A popular news-reader app adds local content and deals
Akshay Kothari (left) and Ankit Gupta coded the first version of Pulse in a Palo Alto cafe
Akshay Kothari (left) and Ankit Gupta coded the first version of Pulse in a Palo Alto cafePhotograph by Mathew Scott for Bloomberg Businessweek

In July 2010, Akshay Kothari and Ankit Gupta got an invitation to dine with Rupert Murdoch at his ranch in Carmel, Calif. The pair had just graduated from masters programs at Stanford University and a few months earlier released Pulse, a news-reader app for the iPad. It immediately earned raves, including an onstage mention from Steve Jobs during a conference. When Kothari and Gupta showed up at the dinner, which Jobs also attended, “we didn’t know much about Rupert Murdoch or the industry,” says Kothari. They were nonetheless persuasive enough about Pulse’s potential that several Murdoch media companies, including Fox News, started making their content available through Pulse.

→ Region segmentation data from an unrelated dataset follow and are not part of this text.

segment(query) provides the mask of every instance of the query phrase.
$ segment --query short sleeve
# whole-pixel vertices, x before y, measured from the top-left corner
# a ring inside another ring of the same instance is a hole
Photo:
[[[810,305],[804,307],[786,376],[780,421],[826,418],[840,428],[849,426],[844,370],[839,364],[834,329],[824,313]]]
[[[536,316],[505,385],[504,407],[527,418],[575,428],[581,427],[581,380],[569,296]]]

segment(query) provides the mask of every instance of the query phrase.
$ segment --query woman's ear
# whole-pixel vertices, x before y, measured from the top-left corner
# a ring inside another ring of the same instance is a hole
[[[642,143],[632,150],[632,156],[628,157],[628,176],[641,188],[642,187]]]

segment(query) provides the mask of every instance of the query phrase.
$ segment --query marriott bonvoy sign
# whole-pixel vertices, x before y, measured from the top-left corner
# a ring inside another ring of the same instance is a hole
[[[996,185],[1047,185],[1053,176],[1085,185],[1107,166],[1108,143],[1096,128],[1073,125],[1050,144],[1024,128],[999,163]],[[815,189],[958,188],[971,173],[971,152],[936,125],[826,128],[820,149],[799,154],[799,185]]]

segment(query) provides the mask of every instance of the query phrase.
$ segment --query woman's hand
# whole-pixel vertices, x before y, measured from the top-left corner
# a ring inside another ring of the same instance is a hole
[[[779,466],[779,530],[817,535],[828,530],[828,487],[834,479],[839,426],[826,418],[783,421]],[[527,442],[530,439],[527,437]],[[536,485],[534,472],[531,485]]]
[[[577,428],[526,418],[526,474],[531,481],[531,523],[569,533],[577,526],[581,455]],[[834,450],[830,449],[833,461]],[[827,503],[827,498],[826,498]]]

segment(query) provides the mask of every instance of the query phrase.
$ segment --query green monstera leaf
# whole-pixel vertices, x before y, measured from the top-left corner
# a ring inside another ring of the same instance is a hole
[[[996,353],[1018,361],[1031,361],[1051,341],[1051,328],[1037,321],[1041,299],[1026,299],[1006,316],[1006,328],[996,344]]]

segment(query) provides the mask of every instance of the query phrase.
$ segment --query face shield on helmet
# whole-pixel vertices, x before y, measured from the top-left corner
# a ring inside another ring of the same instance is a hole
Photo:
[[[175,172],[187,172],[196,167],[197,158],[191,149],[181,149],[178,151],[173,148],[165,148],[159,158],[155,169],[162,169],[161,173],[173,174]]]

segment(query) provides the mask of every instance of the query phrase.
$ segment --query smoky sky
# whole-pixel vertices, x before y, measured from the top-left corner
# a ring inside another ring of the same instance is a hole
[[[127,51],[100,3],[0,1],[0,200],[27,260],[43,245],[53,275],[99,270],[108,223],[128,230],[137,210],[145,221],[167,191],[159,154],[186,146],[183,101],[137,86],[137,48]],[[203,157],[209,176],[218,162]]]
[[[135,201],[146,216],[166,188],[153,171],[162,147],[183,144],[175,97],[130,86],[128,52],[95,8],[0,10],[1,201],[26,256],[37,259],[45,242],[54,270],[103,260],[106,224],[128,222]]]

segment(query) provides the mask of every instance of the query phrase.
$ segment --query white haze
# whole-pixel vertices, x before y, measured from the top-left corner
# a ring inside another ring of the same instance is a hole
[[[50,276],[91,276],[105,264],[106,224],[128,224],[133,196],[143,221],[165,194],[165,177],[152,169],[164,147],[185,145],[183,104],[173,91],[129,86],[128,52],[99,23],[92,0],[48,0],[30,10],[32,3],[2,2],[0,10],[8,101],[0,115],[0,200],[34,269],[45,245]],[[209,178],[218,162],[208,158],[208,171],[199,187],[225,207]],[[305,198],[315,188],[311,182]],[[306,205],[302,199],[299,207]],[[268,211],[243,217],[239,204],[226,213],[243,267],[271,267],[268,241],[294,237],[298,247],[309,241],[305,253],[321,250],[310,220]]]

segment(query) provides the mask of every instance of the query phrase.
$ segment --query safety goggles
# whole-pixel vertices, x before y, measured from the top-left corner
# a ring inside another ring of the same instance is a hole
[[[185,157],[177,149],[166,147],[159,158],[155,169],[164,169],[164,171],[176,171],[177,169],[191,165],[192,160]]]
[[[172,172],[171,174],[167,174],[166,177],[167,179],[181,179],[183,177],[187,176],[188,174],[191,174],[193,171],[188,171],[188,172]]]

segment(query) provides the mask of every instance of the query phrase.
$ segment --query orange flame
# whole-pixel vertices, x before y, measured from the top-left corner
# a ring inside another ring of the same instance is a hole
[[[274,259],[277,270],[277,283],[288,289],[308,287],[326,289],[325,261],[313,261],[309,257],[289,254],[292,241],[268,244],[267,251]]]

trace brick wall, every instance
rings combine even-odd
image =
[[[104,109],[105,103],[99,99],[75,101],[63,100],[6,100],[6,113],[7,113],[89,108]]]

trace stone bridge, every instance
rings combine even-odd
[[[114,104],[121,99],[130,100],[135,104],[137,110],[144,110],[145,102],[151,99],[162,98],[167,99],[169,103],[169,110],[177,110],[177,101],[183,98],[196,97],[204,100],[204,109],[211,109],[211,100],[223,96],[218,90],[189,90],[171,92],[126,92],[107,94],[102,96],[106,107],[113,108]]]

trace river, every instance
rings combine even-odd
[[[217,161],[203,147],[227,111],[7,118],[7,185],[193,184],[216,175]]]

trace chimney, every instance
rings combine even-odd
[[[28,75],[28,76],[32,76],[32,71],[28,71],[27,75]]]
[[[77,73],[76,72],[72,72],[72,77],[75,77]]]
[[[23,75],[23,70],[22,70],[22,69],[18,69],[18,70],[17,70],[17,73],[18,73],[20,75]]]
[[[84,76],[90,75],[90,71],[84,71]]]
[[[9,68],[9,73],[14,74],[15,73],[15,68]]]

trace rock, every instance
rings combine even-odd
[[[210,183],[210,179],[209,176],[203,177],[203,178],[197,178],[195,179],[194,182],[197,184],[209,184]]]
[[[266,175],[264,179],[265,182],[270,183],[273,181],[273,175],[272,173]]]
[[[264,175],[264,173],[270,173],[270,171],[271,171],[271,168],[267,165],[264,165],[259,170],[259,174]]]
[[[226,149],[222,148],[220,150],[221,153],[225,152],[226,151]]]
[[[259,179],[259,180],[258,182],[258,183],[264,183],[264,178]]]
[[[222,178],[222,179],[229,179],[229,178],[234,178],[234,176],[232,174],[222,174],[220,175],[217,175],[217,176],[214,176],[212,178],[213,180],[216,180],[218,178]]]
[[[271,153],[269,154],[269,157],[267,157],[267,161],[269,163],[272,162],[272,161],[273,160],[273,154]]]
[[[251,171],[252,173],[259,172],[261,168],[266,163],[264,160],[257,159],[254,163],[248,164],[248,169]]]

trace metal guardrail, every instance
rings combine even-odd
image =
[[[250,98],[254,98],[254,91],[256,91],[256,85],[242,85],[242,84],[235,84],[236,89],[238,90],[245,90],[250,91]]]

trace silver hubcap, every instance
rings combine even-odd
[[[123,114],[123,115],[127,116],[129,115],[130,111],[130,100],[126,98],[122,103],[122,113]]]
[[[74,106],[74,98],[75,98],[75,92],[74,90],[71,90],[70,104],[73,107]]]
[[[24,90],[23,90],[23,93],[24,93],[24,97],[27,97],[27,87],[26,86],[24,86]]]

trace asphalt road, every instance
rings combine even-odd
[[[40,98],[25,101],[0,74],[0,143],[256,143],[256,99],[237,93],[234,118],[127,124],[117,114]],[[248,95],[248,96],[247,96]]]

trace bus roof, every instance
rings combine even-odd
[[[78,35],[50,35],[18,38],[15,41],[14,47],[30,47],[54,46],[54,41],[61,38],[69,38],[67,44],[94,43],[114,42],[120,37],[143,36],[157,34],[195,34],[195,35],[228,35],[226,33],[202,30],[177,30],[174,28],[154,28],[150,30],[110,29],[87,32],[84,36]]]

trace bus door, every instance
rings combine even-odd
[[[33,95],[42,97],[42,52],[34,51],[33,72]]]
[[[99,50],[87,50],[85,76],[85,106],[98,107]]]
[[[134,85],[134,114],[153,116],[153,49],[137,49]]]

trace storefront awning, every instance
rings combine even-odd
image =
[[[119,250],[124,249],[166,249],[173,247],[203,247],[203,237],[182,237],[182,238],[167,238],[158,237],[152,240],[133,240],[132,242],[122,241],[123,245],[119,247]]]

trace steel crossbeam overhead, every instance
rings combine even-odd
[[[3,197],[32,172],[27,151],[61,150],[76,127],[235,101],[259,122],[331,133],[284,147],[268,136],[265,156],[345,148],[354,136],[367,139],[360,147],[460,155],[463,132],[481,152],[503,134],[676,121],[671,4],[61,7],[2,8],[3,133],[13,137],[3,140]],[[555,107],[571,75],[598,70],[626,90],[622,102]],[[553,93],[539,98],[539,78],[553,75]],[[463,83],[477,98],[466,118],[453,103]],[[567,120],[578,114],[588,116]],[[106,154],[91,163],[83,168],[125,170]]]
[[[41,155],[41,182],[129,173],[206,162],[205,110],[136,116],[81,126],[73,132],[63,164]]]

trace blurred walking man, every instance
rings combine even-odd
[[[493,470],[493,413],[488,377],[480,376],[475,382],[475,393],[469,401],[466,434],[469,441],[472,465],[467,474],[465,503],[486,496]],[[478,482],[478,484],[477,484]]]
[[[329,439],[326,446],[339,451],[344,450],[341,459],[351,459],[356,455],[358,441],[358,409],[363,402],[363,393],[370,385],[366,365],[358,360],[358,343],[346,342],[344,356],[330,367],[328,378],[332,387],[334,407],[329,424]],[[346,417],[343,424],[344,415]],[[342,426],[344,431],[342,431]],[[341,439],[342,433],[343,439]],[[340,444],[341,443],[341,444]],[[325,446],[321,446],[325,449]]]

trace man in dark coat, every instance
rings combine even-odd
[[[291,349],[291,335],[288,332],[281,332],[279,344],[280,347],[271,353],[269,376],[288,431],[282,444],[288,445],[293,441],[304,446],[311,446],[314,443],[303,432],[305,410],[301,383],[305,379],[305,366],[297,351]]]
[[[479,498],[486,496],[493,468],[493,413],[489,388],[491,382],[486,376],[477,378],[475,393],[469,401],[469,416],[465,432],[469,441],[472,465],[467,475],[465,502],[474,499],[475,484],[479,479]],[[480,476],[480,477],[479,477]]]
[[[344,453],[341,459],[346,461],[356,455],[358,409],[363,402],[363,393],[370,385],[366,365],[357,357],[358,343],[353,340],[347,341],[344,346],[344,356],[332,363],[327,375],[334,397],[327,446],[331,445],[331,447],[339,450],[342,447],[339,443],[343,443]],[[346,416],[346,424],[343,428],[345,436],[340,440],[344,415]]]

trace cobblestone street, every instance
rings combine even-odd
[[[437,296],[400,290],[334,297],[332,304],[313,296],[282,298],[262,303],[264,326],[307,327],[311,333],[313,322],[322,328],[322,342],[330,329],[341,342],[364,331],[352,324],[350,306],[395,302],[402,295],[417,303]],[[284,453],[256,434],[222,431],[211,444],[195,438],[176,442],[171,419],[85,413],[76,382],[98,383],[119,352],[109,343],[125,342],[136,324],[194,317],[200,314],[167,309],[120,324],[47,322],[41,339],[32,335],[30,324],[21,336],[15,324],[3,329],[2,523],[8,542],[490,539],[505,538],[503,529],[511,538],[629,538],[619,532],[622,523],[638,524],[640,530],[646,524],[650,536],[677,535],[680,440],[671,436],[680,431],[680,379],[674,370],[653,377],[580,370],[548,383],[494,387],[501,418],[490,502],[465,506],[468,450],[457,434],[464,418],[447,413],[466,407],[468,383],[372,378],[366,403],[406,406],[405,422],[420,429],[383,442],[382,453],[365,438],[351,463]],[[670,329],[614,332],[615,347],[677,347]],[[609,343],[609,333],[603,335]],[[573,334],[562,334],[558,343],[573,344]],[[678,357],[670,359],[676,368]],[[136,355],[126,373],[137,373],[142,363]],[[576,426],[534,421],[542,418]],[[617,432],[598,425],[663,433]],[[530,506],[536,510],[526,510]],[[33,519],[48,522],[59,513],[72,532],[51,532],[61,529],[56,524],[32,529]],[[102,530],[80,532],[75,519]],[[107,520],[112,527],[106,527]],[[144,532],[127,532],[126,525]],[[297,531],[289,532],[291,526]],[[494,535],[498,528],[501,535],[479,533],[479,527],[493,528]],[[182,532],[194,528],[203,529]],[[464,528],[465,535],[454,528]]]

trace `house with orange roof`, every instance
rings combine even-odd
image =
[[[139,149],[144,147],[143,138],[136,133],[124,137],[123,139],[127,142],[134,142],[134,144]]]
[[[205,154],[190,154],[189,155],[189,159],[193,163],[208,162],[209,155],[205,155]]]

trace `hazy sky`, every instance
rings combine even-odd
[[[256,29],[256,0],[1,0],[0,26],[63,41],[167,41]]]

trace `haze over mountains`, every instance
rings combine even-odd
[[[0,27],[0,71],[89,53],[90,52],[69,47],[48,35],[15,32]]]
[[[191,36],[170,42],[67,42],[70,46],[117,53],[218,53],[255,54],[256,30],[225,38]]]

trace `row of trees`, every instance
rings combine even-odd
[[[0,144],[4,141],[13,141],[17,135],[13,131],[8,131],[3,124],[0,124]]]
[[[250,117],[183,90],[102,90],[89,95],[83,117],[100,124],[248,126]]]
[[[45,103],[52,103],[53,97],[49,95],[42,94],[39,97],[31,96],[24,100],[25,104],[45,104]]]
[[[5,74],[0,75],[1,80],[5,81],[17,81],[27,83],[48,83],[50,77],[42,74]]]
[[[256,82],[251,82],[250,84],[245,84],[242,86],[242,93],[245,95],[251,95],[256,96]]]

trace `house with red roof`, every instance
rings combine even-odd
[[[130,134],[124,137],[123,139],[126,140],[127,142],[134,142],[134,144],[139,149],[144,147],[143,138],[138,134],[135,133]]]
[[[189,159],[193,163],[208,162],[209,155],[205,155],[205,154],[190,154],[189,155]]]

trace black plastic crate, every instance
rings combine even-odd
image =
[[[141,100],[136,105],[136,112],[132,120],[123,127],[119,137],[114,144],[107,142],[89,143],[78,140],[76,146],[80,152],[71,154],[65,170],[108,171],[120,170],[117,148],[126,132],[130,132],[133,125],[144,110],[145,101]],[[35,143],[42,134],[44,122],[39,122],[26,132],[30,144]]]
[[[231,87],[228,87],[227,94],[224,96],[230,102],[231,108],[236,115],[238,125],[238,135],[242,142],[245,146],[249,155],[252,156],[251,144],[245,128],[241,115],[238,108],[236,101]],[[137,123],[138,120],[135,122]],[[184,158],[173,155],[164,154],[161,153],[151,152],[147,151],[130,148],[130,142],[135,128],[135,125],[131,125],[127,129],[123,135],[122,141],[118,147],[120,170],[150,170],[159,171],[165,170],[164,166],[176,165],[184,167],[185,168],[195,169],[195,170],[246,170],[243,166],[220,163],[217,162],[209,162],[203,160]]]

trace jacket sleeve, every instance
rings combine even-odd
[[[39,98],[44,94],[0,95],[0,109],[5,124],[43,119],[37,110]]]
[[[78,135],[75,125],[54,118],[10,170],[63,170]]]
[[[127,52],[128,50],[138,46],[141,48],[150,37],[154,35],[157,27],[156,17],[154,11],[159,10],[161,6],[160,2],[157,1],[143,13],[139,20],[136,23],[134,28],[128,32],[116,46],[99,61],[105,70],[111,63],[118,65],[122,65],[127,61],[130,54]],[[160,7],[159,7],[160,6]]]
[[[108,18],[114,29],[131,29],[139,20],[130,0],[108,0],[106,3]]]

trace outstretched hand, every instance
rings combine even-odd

The smartphone app now has 13 million users, with more than 1.5 million new ones joining each month. It’s one of the few default apps installed on Amazon.com’s Kindle Fire, and Pulse has partnerships with over 250 publishers (including Bloomberg Businessweek). There are now a multitude of mobile apps that aggregate news from various publications and present articles and blog posts in a reader-friendly format, including readers from Google and Yahoo! and a popular app from Flipboard, which mimics the feel of turning a printed page. Pulse is the current champ. “This company could be the next significant media company,” says Patrick Chung, a partner at NEA, one of the investors that put more than $10 million into Pulse, with the latest round closed last June.